Monday, July 30, 2007

Just Saying "No"

Sarah, a fellow twin mom who has her own blog and writes for Strollerderby too, had an interesting post regarding parents who never say no to their kids.

I like Sarah’s writing, she is funny, and smart, and she expresses the joys and crappy parts of raising twins in a way that always connects with me.I posted a comment but rather than go on and on, as I tend to do, I brought it back here.

I am not a very new-agey kind of parent. I use time-outs and I don’t spank but other than that I am rather old school. No means no, Mommy and Daddy are the bosses, and sometimes life is not fair and sometimes we don’t always get our way.

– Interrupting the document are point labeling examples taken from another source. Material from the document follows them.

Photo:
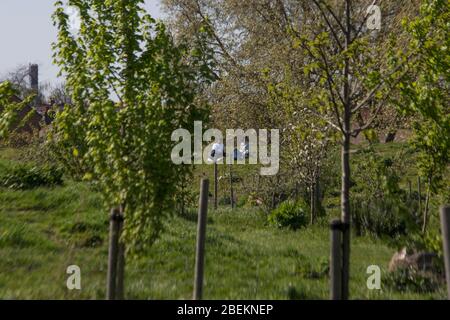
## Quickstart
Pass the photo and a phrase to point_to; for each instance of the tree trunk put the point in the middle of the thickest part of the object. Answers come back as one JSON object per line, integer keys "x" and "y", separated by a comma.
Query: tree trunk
{"x": 312, "y": 194}
{"x": 345, "y": 163}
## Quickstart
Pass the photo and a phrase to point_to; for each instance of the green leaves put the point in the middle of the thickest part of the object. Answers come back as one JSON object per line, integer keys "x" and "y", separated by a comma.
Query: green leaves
{"x": 132, "y": 86}
{"x": 425, "y": 91}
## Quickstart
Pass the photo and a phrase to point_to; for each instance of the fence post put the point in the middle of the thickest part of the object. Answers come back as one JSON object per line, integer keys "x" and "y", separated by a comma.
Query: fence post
{"x": 410, "y": 191}
{"x": 215, "y": 185}
{"x": 114, "y": 225}
{"x": 336, "y": 260}
{"x": 231, "y": 188}
{"x": 445, "y": 226}
{"x": 120, "y": 261}
{"x": 345, "y": 260}
{"x": 201, "y": 232}
{"x": 420, "y": 195}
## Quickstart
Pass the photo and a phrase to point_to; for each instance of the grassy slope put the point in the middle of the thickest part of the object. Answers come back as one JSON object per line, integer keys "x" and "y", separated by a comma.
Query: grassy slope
{"x": 43, "y": 231}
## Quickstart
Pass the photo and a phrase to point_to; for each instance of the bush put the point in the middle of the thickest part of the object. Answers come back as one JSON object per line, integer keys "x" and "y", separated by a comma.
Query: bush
{"x": 411, "y": 279}
{"x": 380, "y": 217}
{"x": 28, "y": 177}
{"x": 289, "y": 214}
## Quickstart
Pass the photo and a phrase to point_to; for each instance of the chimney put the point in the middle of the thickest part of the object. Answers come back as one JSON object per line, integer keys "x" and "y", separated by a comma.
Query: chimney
{"x": 34, "y": 77}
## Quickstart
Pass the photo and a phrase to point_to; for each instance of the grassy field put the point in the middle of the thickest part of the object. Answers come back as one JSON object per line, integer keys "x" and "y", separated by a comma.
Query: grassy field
{"x": 44, "y": 230}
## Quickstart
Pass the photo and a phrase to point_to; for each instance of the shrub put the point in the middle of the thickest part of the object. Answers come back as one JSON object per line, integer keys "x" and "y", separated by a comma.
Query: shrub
{"x": 379, "y": 217}
{"x": 27, "y": 177}
{"x": 312, "y": 270}
{"x": 16, "y": 237}
{"x": 289, "y": 214}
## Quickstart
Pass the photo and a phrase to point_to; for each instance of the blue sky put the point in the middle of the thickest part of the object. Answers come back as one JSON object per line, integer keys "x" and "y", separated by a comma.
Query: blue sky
{"x": 26, "y": 34}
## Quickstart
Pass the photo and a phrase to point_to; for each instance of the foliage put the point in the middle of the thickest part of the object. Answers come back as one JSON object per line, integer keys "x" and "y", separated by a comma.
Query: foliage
{"x": 380, "y": 217}
{"x": 411, "y": 279}
{"x": 23, "y": 176}
{"x": 289, "y": 214}
{"x": 131, "y": 86}
{"x": 308, "y": 270}
{"x": 425, "y": 89}
{"x": 9, "y": 109}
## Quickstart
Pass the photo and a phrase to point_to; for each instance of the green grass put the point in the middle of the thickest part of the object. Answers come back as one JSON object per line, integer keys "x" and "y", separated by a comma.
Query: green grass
{"x": 44, "y": 230}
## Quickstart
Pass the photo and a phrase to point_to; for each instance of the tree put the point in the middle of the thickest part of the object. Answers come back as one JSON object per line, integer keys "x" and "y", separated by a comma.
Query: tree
{"x": 425, "y": 92}
{"x": 131, "y": 86}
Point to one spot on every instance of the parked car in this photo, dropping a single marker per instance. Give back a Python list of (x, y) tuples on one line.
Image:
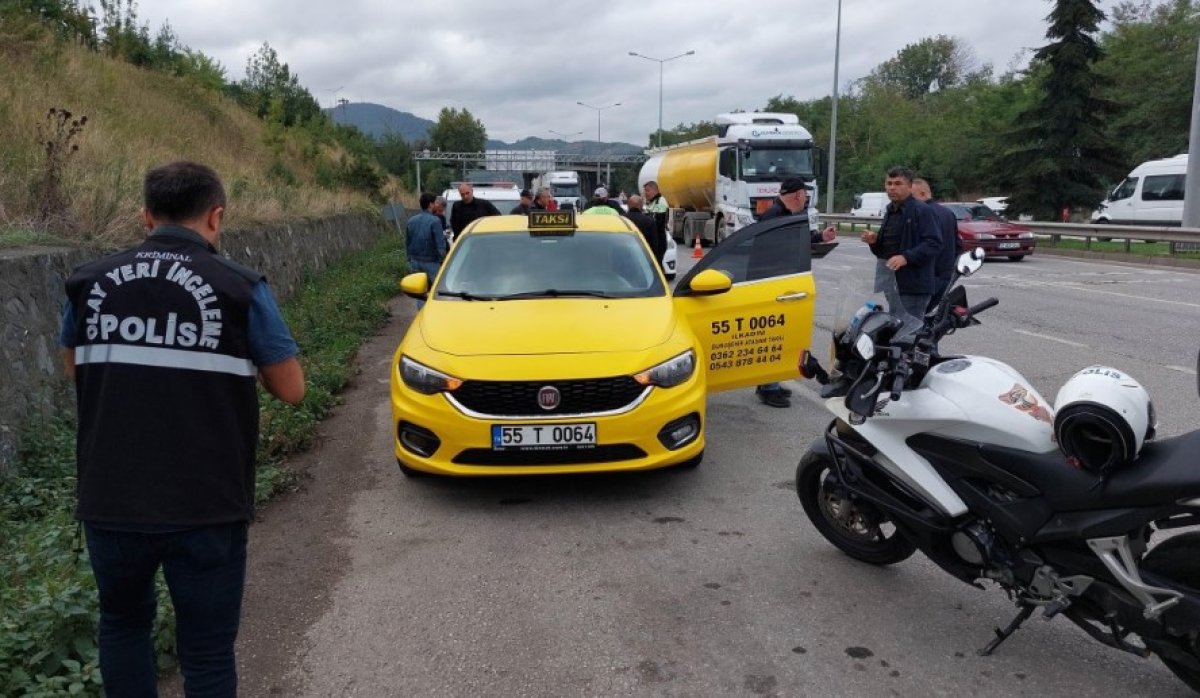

Tom and I are very protective parents. We spend a lot of time keeping our kids out of danger because that, and loving them, is our job. We do not spend alot of time trying to make them happy or trying to make things easy for them. Our kids are very happy, but their being happy comes from them feeling safe and loved and nurtured, as well as from them learning to conquer new challenges and negotiate the slippery slope of toddler social skills.

Right now new things include learning to share, dealing nicely with other kids who don’t share, not falling down the back steps, not running in the street and not hitting someone in the head because he got the coveted blue ball first. Yes, it would be easier to just buy more blue balls, and to just carry the boys down the back steps, and to avoid playing with kids who wont or don’t share, but when would they learn how to deal with all of that if not now, when it naturally arises in their little lives?

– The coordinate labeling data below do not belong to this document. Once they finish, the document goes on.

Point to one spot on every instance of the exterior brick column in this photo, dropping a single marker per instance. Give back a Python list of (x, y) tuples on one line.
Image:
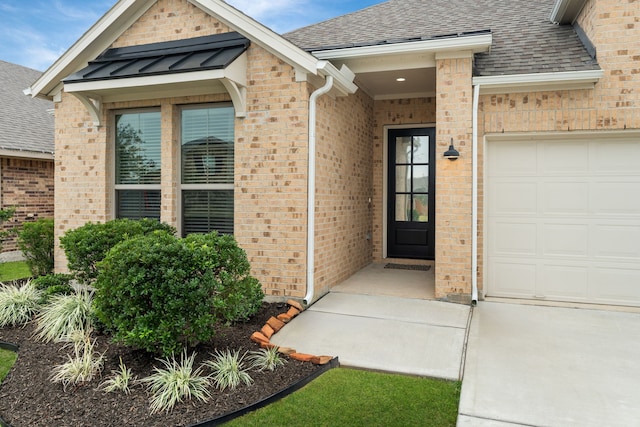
[(453, 178)]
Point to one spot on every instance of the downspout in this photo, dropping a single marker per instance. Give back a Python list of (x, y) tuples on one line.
[(474, 198), (311, 188)]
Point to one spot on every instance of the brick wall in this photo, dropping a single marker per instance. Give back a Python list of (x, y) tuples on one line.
[(343, 188), (270, 154), (28, 186), (453, 178), (389, 113)]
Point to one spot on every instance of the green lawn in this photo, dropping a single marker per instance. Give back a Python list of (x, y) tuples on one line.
[(14, 270), (7, 358), (348, 397)]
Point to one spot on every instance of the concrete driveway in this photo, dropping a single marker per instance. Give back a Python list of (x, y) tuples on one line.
[(551, 366)]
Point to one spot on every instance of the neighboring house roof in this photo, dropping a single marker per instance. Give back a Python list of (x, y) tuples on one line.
[(201, 53), (525, 41), (26, 125)]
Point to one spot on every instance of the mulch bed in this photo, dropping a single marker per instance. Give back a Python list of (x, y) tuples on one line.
[(29, 398)]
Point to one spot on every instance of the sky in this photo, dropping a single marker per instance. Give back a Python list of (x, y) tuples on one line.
[(34, 33)]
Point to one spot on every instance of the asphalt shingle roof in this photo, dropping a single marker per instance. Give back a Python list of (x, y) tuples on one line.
[(25, 124), (524, 40)]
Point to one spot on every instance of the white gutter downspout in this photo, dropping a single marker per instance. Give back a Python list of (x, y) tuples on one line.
[(474, 198), (311, 188)]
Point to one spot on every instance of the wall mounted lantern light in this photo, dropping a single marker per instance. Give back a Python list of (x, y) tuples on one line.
[(451, 153)]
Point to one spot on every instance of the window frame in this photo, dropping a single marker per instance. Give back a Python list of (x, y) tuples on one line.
[(114, 173), (205, 187)]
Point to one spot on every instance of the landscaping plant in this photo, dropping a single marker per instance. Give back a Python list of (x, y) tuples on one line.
[(18, 304), (54, 284), (82, 367), (177, 381), (65, 315), (119, 380), (36, 242), (87, 245), (5, 215), (266, 359), (163, 294), (228, 369)]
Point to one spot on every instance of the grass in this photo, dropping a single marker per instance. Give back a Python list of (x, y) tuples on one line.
[(7, 359), (348, 397), (14, 270)]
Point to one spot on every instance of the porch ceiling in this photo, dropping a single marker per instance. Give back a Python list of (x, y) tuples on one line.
[(417, 83)]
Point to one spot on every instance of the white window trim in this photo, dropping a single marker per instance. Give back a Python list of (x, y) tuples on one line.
[(120, 187), (182, 187)]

I want to protect my kids from things that are dangerous - like drugs and violence and pedophiles and Bratz dolls - but not shield them from the learning experiences that will make them a stronger person.

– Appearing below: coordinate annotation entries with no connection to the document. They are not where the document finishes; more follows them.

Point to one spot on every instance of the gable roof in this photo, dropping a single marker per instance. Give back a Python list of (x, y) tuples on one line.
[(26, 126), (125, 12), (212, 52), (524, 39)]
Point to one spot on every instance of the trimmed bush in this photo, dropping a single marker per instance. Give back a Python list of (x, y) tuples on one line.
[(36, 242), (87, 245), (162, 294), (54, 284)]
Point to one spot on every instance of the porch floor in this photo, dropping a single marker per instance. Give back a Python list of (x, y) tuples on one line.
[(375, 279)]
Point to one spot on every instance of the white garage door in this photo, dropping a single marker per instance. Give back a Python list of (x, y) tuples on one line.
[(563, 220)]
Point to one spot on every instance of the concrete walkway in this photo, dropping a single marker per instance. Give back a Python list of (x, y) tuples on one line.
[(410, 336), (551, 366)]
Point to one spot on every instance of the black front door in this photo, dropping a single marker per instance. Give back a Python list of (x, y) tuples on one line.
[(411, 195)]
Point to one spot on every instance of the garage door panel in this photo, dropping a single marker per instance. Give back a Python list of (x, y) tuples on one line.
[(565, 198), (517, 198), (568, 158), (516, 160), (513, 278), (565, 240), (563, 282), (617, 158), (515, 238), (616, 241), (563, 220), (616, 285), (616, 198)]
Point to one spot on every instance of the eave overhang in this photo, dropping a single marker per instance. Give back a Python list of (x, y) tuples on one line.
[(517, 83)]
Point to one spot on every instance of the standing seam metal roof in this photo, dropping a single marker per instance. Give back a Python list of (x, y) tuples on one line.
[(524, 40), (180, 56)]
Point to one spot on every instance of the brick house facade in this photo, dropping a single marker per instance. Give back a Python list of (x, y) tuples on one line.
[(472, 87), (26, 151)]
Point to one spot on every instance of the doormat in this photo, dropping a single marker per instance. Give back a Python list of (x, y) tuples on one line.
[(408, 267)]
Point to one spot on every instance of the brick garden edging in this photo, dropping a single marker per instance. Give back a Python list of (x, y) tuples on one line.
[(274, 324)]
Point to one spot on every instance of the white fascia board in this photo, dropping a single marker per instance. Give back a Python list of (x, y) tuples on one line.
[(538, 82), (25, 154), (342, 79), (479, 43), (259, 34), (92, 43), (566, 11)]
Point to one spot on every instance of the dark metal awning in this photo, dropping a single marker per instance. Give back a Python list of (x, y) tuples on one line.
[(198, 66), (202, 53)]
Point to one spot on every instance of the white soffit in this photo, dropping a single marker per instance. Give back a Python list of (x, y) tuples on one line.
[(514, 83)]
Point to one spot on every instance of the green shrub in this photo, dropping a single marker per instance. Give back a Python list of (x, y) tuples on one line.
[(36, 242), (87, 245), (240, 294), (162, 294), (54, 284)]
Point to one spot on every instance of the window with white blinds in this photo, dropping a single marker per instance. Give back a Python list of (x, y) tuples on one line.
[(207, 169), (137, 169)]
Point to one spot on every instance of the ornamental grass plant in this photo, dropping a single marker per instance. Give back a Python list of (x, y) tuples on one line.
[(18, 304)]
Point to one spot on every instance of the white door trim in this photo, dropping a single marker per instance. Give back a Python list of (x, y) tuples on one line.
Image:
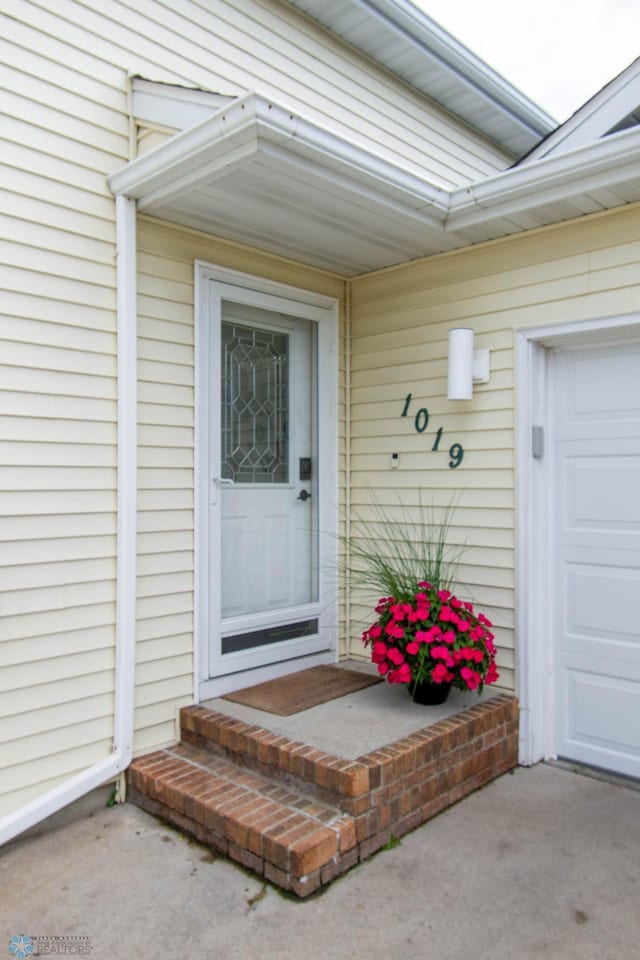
[(300, 302), (534, 506)]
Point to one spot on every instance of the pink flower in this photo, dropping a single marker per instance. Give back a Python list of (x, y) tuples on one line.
[(440, 653), (440, 674), (378, 651), (396, 656), (492, 674), (403, 675)]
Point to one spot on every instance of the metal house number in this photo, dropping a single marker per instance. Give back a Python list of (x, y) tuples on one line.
[(421, 422)]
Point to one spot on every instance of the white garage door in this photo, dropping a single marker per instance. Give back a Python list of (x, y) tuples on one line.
[(596, 431)]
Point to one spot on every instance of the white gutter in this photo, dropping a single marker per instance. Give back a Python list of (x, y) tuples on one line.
[(612, 161), (109, 769), (463, 62), (403, 39), (254, 124)]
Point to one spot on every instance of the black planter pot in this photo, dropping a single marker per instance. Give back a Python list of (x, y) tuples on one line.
[(429, 693)]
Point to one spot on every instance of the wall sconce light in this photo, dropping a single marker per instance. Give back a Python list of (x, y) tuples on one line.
[(466, 366)]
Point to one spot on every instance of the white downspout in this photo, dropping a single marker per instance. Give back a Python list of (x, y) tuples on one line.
[(108, 769)]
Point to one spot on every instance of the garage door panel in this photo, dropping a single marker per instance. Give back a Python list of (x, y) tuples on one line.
[(603, 601), (596, 727), (596, 450), (602, 491), (586, 371)]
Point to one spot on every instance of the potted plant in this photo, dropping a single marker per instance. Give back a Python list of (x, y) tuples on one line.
[(432, 641), (423, 636)]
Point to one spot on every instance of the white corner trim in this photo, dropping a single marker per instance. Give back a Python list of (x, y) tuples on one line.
[(110, 767)]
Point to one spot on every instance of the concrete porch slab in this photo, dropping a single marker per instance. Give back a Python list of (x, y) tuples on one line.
[(358, 723)]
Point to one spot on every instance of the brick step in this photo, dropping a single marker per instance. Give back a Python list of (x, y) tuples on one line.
[(299, 816), (328, 777), (288, 838)]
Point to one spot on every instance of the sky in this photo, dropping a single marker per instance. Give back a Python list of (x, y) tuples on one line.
[(557, 52)]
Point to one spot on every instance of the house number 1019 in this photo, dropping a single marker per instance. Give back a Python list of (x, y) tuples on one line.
[(421, 422)]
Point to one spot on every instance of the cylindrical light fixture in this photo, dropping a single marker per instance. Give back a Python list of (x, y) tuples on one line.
[(460, 380)]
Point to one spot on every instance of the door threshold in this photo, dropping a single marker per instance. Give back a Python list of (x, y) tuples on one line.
[(595, 773), (219, 686)]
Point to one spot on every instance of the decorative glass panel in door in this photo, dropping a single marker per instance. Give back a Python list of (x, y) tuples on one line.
[(269, 571)]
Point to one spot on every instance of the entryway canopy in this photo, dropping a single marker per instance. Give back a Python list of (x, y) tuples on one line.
[(256, 173)]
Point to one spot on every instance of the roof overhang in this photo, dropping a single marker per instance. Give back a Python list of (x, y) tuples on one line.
[(260, 175), (402, 38)]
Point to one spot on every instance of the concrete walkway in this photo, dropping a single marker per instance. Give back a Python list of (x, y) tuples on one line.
[(541, 863)]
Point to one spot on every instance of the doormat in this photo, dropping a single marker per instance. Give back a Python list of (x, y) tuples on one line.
[(301, 691)]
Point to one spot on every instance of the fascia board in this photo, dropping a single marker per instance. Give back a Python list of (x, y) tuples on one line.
[(602, 164), (468, 68), (175, 107), (457, 79), (253, 124)]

Earlier this year my sister’s youngest boy, age 7, got a really tough old crone for his first grade teacher. My sister had heard that this woman is nearing retirement and is notoriously tougher on boys than girls. My nephew is all boy and a typical youngest child; very witty and precocious and a ham for attention. His previous teachers adored him and he was used to being the successful star. His first few weeks with this woman were tough. She wasn’t impressed and he spent a lot of time in the “Quiet Chair” and getting his name on the board for talking, He wanted to switch classes, and feeling for the little guy, I might have agreed. But my mother wisely said that he is lucky to have the opportunity now, at this young age, to learn how to deal with someone who doesn’t fall all over him with applause and joy. He stuck it out and is doing very well this year, still popular and a good student, but saving the goofing off for recess.

Lesson learned.

Some parents don’t ever want to say no to their child, and don’t ever want to expose their kids to things that are negative, difficult or scary. For some parents, this includes things as innocuous as report cards; afraid it will diminish their self-esteem and make them feel dumber than the other kids in their class in school if they get a lower grade. I hated report cards in school, HATED them, but I worked to improve my grades because of them.

As an adult, I hate performance reviews, giving them and getting them, but knowing they are coming up makes me pull out my goals and objectives list and see where I am missing the mark and need to focus.

Hey, I hate the scale, but avoiding it isn’t making me thin.